Declaration of Ribera '09 vintage at Peñafiel

Told to dress up, on the final night of the conference we were whisked away to a convent in Peñafiel to celebrate the declaration of the 2009 vintage, which we hoped would be 'excelente'.

Stepping out of the coach in my hot pink dress, the paps soon circled our group and started snapping away, while flocks of sharp-suited men hovered around the entrance. It all felt very Fellini.

Up high in the hills stood the Peñafiel fortress; the symbol of Ribera del Duero, whose foundations date back to the 10th century. The name Peñafiel comes from 'peña' 'fiel', the Spanish for faithful rock, having been built to protect the province of Castile. It cuts a fine figure on the hilltop, and I was momentarily hypnotized by its beauty.

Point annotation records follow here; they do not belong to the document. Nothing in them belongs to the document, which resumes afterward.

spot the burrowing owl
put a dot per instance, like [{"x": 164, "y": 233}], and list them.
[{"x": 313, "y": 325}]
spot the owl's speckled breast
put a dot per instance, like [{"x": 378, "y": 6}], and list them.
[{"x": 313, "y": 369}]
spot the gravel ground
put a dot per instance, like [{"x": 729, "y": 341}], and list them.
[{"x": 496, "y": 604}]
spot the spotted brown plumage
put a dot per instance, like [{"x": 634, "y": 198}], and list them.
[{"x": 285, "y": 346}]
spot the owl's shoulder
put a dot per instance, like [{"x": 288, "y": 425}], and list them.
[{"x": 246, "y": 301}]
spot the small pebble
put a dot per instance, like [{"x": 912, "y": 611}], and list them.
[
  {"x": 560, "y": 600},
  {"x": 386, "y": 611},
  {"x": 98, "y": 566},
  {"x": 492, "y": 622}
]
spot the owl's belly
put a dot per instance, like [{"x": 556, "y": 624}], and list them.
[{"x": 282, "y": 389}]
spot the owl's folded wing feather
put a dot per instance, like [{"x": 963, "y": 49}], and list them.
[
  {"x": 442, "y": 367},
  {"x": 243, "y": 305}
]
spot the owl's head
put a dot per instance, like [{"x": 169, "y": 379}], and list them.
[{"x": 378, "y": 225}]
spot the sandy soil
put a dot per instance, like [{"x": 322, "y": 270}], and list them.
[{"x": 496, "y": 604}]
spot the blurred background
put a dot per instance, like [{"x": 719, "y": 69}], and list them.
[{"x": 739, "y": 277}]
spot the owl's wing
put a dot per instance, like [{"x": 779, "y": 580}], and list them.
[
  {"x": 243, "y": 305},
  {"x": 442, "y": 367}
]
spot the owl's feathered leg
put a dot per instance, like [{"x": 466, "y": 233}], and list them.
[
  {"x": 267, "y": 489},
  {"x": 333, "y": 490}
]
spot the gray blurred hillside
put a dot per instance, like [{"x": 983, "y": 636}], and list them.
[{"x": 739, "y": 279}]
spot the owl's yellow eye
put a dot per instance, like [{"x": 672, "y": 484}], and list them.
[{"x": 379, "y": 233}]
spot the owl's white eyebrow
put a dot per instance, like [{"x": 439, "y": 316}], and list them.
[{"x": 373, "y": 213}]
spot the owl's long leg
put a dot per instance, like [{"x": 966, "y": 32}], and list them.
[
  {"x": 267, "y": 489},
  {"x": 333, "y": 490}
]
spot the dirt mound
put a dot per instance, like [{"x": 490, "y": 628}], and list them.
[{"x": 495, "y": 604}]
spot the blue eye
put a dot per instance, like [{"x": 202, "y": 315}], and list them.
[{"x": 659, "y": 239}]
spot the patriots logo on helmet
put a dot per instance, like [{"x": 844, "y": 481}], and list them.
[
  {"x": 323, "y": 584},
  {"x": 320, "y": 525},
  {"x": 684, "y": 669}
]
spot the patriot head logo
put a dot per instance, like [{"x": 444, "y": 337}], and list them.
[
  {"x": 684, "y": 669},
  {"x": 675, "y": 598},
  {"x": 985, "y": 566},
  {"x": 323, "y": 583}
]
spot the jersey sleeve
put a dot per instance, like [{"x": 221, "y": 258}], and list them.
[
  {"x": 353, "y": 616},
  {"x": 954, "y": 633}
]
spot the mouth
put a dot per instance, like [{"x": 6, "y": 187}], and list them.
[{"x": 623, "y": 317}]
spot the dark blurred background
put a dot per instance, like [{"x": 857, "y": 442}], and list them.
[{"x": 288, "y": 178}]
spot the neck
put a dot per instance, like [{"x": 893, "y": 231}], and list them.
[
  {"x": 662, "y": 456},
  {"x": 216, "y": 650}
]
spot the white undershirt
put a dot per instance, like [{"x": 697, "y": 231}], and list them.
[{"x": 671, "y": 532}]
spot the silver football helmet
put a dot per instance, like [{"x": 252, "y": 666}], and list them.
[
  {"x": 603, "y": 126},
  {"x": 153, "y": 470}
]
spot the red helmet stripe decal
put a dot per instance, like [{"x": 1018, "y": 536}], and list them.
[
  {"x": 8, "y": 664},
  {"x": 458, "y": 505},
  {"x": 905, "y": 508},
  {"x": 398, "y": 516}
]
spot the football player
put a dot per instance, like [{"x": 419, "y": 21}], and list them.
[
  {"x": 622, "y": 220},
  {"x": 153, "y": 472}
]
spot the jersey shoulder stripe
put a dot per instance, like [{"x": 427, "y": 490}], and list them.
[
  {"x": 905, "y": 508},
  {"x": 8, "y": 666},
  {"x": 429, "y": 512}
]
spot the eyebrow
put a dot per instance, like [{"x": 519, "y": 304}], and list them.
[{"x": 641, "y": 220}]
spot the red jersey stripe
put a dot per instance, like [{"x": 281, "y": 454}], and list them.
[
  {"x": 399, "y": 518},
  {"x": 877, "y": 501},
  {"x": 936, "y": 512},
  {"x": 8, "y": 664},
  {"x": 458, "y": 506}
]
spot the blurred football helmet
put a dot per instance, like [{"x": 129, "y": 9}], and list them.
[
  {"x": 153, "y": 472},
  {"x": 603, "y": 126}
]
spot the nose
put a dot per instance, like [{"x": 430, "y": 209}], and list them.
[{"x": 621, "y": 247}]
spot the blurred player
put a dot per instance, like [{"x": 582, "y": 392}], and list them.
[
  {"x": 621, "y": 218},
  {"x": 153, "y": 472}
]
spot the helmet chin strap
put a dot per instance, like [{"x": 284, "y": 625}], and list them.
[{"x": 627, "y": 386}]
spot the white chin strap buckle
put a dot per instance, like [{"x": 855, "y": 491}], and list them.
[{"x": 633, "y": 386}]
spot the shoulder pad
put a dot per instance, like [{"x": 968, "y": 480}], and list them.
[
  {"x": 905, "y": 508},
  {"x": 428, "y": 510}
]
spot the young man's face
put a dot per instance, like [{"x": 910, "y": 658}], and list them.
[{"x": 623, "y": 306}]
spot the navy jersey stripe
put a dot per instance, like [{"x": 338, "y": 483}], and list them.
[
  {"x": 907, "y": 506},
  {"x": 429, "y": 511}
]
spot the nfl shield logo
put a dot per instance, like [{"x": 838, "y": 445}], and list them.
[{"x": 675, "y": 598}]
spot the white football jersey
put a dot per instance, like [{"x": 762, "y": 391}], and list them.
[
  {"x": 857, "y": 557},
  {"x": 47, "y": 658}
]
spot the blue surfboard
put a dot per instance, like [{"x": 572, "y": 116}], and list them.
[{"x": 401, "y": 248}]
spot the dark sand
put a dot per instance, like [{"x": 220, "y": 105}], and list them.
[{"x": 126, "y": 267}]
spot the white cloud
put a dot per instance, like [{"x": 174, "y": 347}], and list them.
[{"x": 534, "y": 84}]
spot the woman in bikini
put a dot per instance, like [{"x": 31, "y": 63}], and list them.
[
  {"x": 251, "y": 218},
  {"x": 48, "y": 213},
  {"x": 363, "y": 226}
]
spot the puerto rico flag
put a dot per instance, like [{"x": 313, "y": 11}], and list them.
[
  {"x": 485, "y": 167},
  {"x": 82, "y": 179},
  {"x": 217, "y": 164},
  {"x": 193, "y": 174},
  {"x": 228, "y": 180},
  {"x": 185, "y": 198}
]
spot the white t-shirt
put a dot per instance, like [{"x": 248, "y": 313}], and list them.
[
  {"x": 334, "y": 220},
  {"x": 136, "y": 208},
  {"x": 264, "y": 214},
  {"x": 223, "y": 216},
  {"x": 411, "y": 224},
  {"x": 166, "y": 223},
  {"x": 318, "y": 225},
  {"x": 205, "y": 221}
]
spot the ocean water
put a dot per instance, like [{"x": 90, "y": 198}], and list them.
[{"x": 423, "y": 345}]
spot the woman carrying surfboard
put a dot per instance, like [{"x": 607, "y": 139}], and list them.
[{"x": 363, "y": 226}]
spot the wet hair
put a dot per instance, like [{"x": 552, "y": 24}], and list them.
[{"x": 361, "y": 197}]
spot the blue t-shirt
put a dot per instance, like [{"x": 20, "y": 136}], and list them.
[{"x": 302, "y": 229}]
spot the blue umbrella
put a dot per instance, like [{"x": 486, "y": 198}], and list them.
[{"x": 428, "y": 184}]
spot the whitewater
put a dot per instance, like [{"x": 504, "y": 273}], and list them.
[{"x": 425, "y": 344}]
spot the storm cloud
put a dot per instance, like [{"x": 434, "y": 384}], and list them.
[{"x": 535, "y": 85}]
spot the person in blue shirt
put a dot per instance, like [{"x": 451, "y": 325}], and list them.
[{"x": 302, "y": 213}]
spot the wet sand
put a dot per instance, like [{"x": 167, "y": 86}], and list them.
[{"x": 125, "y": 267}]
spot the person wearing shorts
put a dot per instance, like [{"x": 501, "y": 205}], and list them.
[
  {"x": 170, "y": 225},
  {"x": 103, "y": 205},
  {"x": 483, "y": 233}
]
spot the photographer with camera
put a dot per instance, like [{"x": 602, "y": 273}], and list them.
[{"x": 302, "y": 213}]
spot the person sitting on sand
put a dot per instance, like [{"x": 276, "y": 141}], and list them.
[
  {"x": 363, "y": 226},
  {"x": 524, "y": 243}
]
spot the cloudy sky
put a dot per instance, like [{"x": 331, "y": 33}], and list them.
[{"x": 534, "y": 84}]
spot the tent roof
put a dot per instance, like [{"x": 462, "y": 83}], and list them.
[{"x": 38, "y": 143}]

We were quickly ushered into the main hall, which was buzzing with animated chatter. Dotted around the room were men in imposing black cloaks and wide-rimmed hats with red scarves tied around their waists. I was informed they were members of a wine brotherhood, sworn in for their work in promoting Ribera wines around the world.

A hush fell upon the crowd as José Trillo, president of the Consejo Regulador, stepped up to the mic. Therein began the speeches. The interminable speeches. In Spanish! The Consejo clearly wanted to milk the moment and eke out the declaration for as long as possible. We had to endure not one, not two, but three speeches before, amid palpable anticipation, the Ribera del Duero 2009 vintage was declared 'excelente'. Cue clinking of glasses and general merriment.

The third 'excelente' vintage in a decade, along with 2001 and 2004, I felt privileged to have witnessed its inception. Trillo was full of good news - consumption of Ribera is up 1.6% on last year, and the region has pumped $1m into a huge marketing push in the US, having just concluded a tasting tour taking in Miami, LA and New York.

After the speeches it was time to party. Legs of jamón were carved to the bone, huge plates of croquetas and chorizo did the rounds and hundreds of bottles of wine emerged. I got chatting to the freshly-crowned World's Best Sommelier Gerard Basset and Texture's Xavier Rousset, both of whom had flown over the night before after judging at the Decanter World Wine Awards.

Xavier told me about his latest venture, a wine 'workshop' and kitchen called 28º-50º, named after the latitude at which vines are grown. ‘All of the wines on the basic list will be under £50 and most will be one-offs, so the list will be constantly changing’. He's also devised a ‘collections’ list of high end wines sourced from private cellars, priced with the smallest mark up possible. 'I can’t afford to do that at Texture, so found a way round it by opening a new place’.